Unless your child is studying economics at school, they are more likely to learn about the mysteries of trigonometry than the basics of money. Which is more important? At secondary school, I could discuss the hypotenuse of a right-angled triangle but couldn’t fathom what a mortgage was. My parents never discussed money in front of me. Occasionally, when I’d ask for a financial contribution, my father would lose his temper and shout: “Do you think I am made of money?” I still had no idea what he was talking about. It is therefore important that you teach your children about money as early as possible.
This is arguably the most important money lesson a parent can teach their child. Giving your child pocket money and teaching them how to manage it is a great life lesson. My suggestion would be to give your child a finite amount of pocket money every week or month and no more. The stricter you are, the better because that’s how real life works. Most people have to live on a wage and when they run out of funds, it’s tough. Pocket money should be no different.

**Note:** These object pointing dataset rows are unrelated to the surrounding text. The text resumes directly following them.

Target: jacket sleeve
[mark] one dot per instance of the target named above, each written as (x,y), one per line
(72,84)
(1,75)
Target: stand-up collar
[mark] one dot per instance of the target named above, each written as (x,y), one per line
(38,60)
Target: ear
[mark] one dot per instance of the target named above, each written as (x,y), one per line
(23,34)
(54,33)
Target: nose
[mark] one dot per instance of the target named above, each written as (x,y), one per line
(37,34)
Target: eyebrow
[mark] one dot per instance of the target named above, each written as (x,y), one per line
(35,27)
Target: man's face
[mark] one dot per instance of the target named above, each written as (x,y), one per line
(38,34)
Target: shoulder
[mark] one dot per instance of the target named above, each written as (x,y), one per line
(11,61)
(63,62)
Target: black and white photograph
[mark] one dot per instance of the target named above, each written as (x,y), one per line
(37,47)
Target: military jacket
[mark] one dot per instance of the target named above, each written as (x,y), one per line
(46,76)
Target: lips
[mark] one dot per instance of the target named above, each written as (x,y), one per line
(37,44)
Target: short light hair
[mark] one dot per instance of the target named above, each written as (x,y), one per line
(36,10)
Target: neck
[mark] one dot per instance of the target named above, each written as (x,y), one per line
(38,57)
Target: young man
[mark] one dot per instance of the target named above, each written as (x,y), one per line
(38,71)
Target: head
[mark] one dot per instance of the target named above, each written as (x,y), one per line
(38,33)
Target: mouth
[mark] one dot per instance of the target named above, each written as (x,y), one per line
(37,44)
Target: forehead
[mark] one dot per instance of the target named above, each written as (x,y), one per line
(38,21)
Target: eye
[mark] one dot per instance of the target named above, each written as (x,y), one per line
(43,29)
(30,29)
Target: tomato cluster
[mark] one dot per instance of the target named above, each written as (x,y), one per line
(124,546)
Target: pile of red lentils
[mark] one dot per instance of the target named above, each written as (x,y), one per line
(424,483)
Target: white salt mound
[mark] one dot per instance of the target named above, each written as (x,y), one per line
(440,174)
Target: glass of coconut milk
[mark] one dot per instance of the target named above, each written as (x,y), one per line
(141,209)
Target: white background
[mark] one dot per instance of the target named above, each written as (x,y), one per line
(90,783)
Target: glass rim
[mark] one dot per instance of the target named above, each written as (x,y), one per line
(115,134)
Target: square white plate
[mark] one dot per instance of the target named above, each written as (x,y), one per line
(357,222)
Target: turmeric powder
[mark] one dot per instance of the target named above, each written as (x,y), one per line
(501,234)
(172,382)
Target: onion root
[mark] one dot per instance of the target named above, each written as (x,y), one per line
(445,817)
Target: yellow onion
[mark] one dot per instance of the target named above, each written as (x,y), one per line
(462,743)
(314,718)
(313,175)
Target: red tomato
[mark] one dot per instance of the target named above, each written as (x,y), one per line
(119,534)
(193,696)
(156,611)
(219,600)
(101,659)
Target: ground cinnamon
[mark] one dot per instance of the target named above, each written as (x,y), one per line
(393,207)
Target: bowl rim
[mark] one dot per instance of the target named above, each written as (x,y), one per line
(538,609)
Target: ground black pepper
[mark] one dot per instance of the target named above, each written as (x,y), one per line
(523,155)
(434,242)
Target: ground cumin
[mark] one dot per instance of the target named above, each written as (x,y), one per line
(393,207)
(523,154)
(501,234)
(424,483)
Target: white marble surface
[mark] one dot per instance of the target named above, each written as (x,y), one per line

The concept of borrowing can be taught by using pocket money as a basis. When your child runs out of funds and becomes desperate, you as a parent could lend to them, but only if they have a good track record of previous borrowing. If you are really committed, you could even give them a mutually agreed method of repayment and charge interest on the amount borrowed! This should prepare them for the dangers of borrowing money in real-life.
Playing Monopoly is a great way to teach your child about the concept of investing, but there are other lessons to be learned through the game. Being rich, being broke, paying tax, purchasing property, paying fines, paying rent and the misery of going to jail and are all great financial life lessons.
Risk and reward:
A parent’s instinct is to insulate their children from harm. It is, therefore, understandable why risk doesn’t get discussed much at home. Parents who have equity based investments such as stocks and shares ISAs should discuss them with their children, especially when they are in their teens. The concept of risk v reward can be a difficult one to explain. However, teaching children about risk in a controlled environment, i.e. at home could be a vital way of preparing them for later life.
The best way to teach children about the value of insurance is to tell them why you insure your home, your car, your travel, your life and your health. Discuss claims with them, talk to them about your premiums and what you would have to do to make a successful claim.
It is best to be open and transparent with your finances with your children. Don’t be afraid to discuss what you earn with them, be open about financial problems and celebrate financial success with them. Teach them to keep your affairs confidential but try not to hide anything from them, even when times are difficult. You’ll be doing them a big favour.